Currently, forex markets are pricing better than 50% odds for a 1Q point rate hike by March. Furthermore, they are close to fully priced for three more increases by December 2022 after the agency signaled a faster pace of tightening at its policy meeting this month.


Osamu Takashima, the head of G10 FX strategy at Citigroup Global Markets Japan, noted that global markets are more optimistic that the governments will manage to contain the fallout from Omicron. U.S. equities soared despite expectations for faster Fed tightening. That fact implies that currently, risk appetite on the markets must be very strong. As a result, the yen will likely test this year’s low of 115.525 in the near term.


How did the British Pound fare? 


The Sterling often surges forward when risk sentiment improves. Thus, it exchanged hands near the one-month high of $1.3445 hit overnight. On Tuesday, the riskier Australian dollar also jumped, trading near a three-week high of $0.6850 reached Friday.


Meanwhile, the common currency consolidated near the top of its range versus the greenback this month. Overall, the euro changed slightly from Monday at $1.13255.


The Turkish lira tumbled down by as much as 2% on Tuesday in Asia. It extended sharp losses seen a day earlier, eroding massive gains made last week. Concerns about the country’s monetary policy weighed on investor sentiment.


The lira traded at 11.8 versus the dollar, at last, a bit higher from a morning low of 11.949. It has lost 37% of its value against the greenback thus far this year, despite last week’s recovery. Thanks to billions of dollars worth of state-backed market interventions, the Turkish currency rallied by more than 50% last week as the government tried to cover FX losses on certain deposits.


Last week, President Tayyip Erdogan announced an incentive for savers to convert their FX deposits into lira. The Central Bank and Treasury would reimburse losses incurred due to an erosion in the native currency value during the deposit period.


Furthermore, the central bank sent a document to banks on Monday stating that it would support these forex-protected lira deposit accounts and wouldn’t apply required reserve ratios on them. However, it plans to impose a higher commission on other banks when the transfer from FX accounts to lira accounts don’t exceed a certain level.
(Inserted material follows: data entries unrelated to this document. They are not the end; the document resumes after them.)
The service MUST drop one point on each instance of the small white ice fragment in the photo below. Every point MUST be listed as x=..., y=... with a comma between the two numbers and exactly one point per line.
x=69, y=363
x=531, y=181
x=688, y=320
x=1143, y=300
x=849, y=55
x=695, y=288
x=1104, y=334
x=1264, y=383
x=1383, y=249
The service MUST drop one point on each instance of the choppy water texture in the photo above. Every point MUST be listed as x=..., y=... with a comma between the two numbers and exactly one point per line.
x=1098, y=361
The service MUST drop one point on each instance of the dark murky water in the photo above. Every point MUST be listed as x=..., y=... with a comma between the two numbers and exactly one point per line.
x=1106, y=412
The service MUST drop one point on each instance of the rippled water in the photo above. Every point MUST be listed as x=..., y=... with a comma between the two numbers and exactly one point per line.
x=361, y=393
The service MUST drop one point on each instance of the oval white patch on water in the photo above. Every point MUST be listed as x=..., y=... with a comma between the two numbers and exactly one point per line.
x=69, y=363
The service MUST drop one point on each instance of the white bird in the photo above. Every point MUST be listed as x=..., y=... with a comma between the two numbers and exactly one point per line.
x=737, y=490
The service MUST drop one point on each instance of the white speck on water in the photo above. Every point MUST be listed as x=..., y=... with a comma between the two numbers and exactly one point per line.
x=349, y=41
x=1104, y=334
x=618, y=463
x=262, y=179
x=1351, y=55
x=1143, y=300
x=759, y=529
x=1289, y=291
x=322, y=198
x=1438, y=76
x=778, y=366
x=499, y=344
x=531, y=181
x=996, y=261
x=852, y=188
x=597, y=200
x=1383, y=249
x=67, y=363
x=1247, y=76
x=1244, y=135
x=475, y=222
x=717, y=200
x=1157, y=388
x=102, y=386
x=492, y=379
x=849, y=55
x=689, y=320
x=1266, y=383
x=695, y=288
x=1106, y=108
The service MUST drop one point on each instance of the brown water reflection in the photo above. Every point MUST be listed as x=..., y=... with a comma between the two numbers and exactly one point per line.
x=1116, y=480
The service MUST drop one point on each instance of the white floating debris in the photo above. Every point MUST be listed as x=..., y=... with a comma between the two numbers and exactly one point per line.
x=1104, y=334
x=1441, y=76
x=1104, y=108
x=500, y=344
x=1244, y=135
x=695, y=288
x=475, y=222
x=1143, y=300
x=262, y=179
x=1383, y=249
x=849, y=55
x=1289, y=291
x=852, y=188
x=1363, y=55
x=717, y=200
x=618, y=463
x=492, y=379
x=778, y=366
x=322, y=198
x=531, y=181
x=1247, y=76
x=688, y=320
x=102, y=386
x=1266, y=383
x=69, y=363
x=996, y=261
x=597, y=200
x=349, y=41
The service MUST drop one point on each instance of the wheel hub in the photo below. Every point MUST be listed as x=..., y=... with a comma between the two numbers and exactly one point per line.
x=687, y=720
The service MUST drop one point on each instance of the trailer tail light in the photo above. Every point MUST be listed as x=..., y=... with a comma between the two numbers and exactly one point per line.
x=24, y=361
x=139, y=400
What about other EM currencies? 


Emerging Asia’s currencies soared on Tuesday thanks to the optimistic mood on the markets. Most EM currencies gained up to 0.2%. Traders seemed to be cautiously optimistic that the global recovery would regain steam in 2022, even though the highly-transmissible Omicron has caused border closures and mobility restrictions in most countries.


Gao Qi, the FX strategist at Scotiabank, noted that a rally in most emerging market currencies could be attributed to the risk-friendly sentiment. He also added that global stock prices surged forward overnight as investors decided that the Omicron variant’s impact was less severe.


On Tuesday, the Indonesian rupiah declined 0.1% to 14,237 per dollar, though. The currency experienced its worst trading day in more than a week. Moreover, the country reported its first locally transmitted Omicron case. Scotiabank’s Gao thinks that the rupiah’s drop is due to a technical correction, saying that the currency was overbought in the past two weeks.